About a fifth of employers surveyed by Mercer said they would add or enhance options for off-site workers, like home delivery of meals or snacks, subsidized ergonomic furniture or stipends for “services or activities.” Those “lifestyle” perks were spurred by the increase in remote work during the pandemic and will probably continue in some form as workers return to offices, consultants say. Companies may offer allowances for specific services or give workers a fixed amount — say, $100 per month — to use on what works best for them. (They typically must submit receipts for reimbursement.)

Other offerings, like coverage for doulas — experienced helpers who provide support throughout childbirth, and are associated with lower birth complications — are part of a broader effort to provide better prenatal care to people of color and low-income communities, said Ellen Kelsay, president and chief executive of the Business Group on Health. (Black women have much higher rates of maternal and infant death.)

“Employers are really focused on that from an equity perspective,” she said.
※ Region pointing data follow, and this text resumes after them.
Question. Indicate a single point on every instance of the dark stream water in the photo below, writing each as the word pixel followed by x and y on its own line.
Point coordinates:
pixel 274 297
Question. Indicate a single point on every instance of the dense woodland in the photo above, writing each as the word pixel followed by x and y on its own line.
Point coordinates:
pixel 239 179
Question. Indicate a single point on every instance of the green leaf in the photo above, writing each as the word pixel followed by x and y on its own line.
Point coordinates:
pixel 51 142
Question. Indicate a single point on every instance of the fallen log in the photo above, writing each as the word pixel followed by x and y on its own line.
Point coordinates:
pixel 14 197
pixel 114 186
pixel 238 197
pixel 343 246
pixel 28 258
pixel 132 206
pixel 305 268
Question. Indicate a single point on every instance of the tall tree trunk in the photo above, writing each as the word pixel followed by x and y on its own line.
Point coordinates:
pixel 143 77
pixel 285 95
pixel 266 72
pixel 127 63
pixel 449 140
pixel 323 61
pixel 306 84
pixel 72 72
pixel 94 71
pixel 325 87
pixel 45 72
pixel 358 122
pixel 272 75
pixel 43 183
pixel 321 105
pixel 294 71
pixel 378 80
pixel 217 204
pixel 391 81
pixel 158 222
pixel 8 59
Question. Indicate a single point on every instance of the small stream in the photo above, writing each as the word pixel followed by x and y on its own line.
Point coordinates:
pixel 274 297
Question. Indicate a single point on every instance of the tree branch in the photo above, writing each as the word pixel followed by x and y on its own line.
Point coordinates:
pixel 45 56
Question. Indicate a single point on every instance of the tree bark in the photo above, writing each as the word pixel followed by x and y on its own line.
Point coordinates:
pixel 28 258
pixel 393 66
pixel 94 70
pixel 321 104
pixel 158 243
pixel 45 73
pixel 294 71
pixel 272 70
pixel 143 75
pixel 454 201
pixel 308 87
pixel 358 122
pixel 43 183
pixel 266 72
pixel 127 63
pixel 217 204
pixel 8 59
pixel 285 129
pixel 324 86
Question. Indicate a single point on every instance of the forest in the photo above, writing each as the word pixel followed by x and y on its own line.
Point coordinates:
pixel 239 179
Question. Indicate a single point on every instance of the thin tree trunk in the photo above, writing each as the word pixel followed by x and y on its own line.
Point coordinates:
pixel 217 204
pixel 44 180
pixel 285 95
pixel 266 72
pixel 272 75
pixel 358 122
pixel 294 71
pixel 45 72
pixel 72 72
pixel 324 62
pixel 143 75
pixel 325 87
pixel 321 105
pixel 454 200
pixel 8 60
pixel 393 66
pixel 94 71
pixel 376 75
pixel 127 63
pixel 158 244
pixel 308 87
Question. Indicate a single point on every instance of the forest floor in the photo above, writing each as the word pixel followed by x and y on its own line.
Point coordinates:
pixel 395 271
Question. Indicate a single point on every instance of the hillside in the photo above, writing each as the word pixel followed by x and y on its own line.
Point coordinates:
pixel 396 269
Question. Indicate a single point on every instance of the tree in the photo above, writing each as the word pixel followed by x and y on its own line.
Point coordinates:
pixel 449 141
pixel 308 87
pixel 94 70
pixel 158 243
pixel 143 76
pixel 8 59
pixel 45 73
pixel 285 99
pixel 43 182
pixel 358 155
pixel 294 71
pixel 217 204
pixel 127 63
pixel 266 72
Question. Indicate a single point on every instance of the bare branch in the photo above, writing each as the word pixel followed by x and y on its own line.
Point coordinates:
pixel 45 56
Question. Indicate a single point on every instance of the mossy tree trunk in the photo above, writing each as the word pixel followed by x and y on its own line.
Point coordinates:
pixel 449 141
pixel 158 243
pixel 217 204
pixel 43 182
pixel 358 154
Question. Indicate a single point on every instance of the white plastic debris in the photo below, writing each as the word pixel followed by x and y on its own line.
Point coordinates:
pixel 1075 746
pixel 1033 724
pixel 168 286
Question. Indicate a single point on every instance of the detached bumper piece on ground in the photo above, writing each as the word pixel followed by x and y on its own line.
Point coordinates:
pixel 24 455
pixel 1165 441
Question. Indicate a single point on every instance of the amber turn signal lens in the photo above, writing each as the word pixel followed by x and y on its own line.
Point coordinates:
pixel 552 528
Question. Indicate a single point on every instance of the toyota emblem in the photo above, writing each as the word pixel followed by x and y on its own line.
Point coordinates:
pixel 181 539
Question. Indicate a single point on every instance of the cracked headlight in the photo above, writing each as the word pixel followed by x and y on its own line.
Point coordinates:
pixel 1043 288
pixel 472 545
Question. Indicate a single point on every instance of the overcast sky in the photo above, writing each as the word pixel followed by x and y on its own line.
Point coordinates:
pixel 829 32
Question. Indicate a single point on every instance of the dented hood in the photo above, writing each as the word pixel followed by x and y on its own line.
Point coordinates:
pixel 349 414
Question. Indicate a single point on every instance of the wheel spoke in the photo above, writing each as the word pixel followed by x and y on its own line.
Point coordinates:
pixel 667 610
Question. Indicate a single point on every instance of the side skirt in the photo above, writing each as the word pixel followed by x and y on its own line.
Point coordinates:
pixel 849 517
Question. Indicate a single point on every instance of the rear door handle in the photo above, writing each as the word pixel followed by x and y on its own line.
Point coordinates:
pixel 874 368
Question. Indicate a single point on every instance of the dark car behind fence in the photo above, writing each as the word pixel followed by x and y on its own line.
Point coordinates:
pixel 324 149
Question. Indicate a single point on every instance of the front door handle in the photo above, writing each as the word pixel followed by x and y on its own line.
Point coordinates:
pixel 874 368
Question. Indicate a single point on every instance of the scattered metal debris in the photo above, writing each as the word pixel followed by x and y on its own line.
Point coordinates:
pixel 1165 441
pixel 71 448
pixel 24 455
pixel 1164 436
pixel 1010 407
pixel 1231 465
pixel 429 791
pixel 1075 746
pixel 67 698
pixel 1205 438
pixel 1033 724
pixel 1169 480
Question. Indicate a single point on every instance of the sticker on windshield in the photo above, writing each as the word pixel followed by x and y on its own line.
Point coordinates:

Here are some questions and answers about open enrollment:

What should I look for in a health plan?

Caitlin Donovan, spokeswoman for the Patient Advocate Foundation, recommended that employees consider all aspects of a health plan — including deductibles, which must be paid before insurance kicks in, and the co-payments charged for visits and prescriptions — not just what they pay each month in paycheck deductions. “Look beyond your premium,” she said. People with chronic conditions may want to opt for a plan with a lower deductible, even if monthly payments are higher, she said.

How much can I contribute to an H.S.A. in 2022?

Health savings accounts, or H.S.A.s, let people set aside money pretax for health and medical expenses not covered by their insurance plan. There’s never a deadline for using money in an H.S.A., and the account goes with you if you change jobs. The accounts must be paired with a health plan that meets specific criteria, like a high deductible. For 2022, contributions may be as high as $3,650 for individuals and $7,300 for family coverage. People 55 and older can set aside an additional $1,000 in catch-up contributions.

When is open enrollment for Affordable Care Act coverage?

Open enrollment for 2022 health plans sold through Healthcare.gov, the federal insurance marketplace for people who lack job-based coverage, begins on Nov. 1 and runs through Jan. 15. Seventeen states and the District of Columbia operate their own marketplaces, and dates may vary.